As was mentioned above, any network can be penetrated once physical access is obtained. Most network security is designed around the concept of trusted portions of the network; an attacker must either break through a firewall, gain control of a machine within the trusted portion of the network, or add a machine under his control to the network. Under 802.2 and related networking protocols, physical access is limited to a wire; to add a machine to the network, an attacker must at least be in the building. Under 802.11, physical access is anywhere within a certain range of a node. With the right equipment, this range can be extended considerably. Suddenly, that firewall isn't quite so effective.
My opinion hasn't changed since the first time I read about 802.11: great, useful, whatever, but NOT TO BE TRUSTED. I have an 802.11 hub on my network, but it sits in the DMZ. Wireless users around the house can still get access to the Internet and some network services, but unauthenticated machines can't get into my happy safe zone. If I needed something like that, I could set up VPN to let my wireless machines become part of the safe zone.

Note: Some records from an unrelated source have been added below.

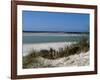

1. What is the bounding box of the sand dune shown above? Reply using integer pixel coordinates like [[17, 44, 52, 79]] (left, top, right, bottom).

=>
[[23, 42, 75, 56]]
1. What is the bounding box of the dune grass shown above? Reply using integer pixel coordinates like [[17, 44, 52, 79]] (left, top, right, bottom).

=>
[[23, 37, 89, 68]]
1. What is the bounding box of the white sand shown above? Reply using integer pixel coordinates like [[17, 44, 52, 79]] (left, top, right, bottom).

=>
[[23, 42, 75, 56], [33, 51, 89, 67]]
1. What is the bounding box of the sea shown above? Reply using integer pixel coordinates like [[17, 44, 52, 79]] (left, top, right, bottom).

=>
[[22, 32, 89, 44]]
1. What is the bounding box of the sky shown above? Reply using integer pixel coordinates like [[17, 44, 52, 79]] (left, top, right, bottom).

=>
[[22, 11, 89, 32]]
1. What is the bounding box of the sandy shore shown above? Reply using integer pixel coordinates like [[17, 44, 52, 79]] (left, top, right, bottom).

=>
[[34, 51, 89, 67], [23, 42, 74, 56]]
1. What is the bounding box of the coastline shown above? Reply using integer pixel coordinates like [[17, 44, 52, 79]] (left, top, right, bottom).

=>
[[22, 42, 75, 56]]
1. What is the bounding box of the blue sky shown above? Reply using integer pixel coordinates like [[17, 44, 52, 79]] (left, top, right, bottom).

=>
[[22, 11, 89, 32]]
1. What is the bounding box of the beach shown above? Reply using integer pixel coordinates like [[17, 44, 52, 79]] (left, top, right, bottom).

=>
[[23, 42, 75, 56]]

VPN uses much better authentication and encryption than 802.11, and VPN implementations can be easily patched as the protocol improves. AFAIK, VPN authentication would defeat the attack described above.
Batou: Hey, Major... You ever hear of "human rights"? Major: I understand the concept, but I've never seen it in action
It's cynical, but not untrue.
The GSM authentication comments are not entirely true.
When the radio-connection has been established, the network sends a unique 128-bit key (RAND) to the MS (phone). The phone then uses the A3/A8 algorithm implementation, together with the RAND and an internal key stored only in the SIM (and the network's AuC) known as the Ki. This algorithm produces a 32-bit SRES (authentication check) and a 64-bit Kc (data encryption key).
RAND is sent in an AUTHENTICATION REQUEST message, and the computed SRES is sent back in an AUTHENTICATION RESPONSE. The Kc is not returned (as the network already knows it, the SRES is sent to confirm that the MS is who it says it is).
In theory, the attacker could ignore the response and begin an unciphered radio connection. However, ciphering forms an implicit form of two-way authentication. Since the Kc is used to encrypt calls, and the real Kc is not known by the network, the phone would start encrypting bursts (packets) and the network would not be able to decrypt them, hence communication would fail.
Of course, the network could simply avoid encryption by specifying no algorithm in CIPERING MODE COMMAND message, however most phones would display a warning to the user that the session is not encrypted, and hence the attack is known.
In other words, both of you are right, and I am wrong. Enjoy ;).
Thank you for your time,
Quadgoatboy
The idea that an arbitrary naive human should be able to properly use a given
tool without training or understanding is even more wrong for computing than
it is for other tools (e.g. automobiles, airplanes, guns, power saws).